News & Documents

Investment Vehicle Manager Market & Portfolio Commentary – September 2019

30.09.2019

In September, there was a partial reversal of some of the price actions we saw in August. The European Central Bank (ECB) and the Federal Reserve (Fed) both loosened monetary policy further in September. The ECB lowered the deposit rate by 10bps with tiering and reintroduced QE at €20bn/month in an open-ended manner, while the Fed cut its benchmark rate by 25bps for the second time in three months. This resulted in a risk-on tone and equities were generally up during the month, with bank equities outperforming.

European Sub Investment Grade Highlights*

  • September leverage issuance was €18.36bn, short of €20.25bn of Last Year (“LY”). Monthly volumes were €9.29bn in loans (€12.10bn LY) and €9.08bn in High Yield (“HY”) (€8.15bn LY).
  • 2019 loan volumes have been 59% acquisition and 40% refinancing, with the balance for general corporate purposes. Euro denominated issuance comprised 93% of the volumes for the month, GBP 6% and 1% others. Deal volume has been 20% France, 15% UK, 14% United States, 12% Spain and 9% Germany.
  • 2019 bond volumes have been 69% refinancing and 14% M&A, with the balance for general corporate purposes. Sources of funding were 50% secured, 49% unsecured, with the balance being subordinated bonds. Composition was 91% Euro, 8% GBP, with the balance being others. YTD issuance has been 57% BB, 30% B and 7% split, with the balance being others. Deal volume has been 18% France, 17% UK, 14% Germany, 9% Netherlands and 7% Italy.
  • TL B new issue spreads in September were E+397bps, in a similar range to what has been seen throughout 2019. Average net leverage was stable at 5.29x, which is 0.26x lower than LY and compares with 5.3-5.8x which we have seen through H1 2019.
  • In the HY space, single B debt issued in the last 3 months priced at 4.82% yield, which compares with 6.61% for Q3 2018 and 6.74% for Q4 2018. For the BB space the YTM on a rolling 3-month basis was 2.88%, c.107bps tighter than the new issue for Q4 2018.

The Credit Suisse Western European Leveraged Loan Index hedged to Euro was up with a return of 0.56% in September, 1.05% in Q3 and 4.19% YTD. This compared to a return of 0.57% in September 2018, 1.45% in Q3 2018 and 2.37% YTD in 2018. On an LTM basis, the Index was up 2.34%.

The Credit Suisse Western European HY Index hedged to Euro was down with a return of -0.04% in September, up 1.33% in Q3 and up 9.08% YTD. In September 2018, the same index was only up 0.05%. On an LTM basis, the Index was up 4.7%.

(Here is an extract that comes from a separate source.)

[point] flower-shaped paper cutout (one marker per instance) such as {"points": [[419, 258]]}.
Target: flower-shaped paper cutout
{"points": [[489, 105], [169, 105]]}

The new issue market came back to life after its summer lull of August. The portfolio continued with the theme of allocating senior secured positions in defensible sectors whist taking advantage of the strength in the broader loan market to rotate out of lower spread, lower rated issuers in sectors exposed to global macro concerns. In addition, secondary activity in the performing segment continued to rotate HY names on relative value positioning given the strong performance post Central Banks' support while also reducing HY GBP exposure in consideration of Brexit volatility.

The credit opportunities portfolio continues to see a strong flow of ideas and initiated a new position into a name which has been followed by the platform for a while. As discussed in previous monthly reports, there have been a number of restructuring processes which have been actively worked on, which are expected to drive performance in the future. Leading into the end of the month, one of these positions exited its balance sheet restructuring with a change of control to the lenders.

As of September close, performing credit (including cash) was at 56.6% of the portfolio with a weighted average price of 100.1, trading at a YTM of 4.8%, delivering 4.5% cash yield to the portfolio. Credit opportunities was at 43.4%, closing the month at a weighted average price of 85.1, trading at a YTM of 8.9%, and delivering 7.2% cash yield to the portfolio.

Floating rate instruments comprised 85.3% of the portfolio. Senior Secured 81.5%. The current yield is 6.4% (gross) with a weighted average market price of the portfolio of 92.8 versus 90.4 as at 31 December 2018. The cash position was at 5.0% compared to 15.3% as of the start of the year.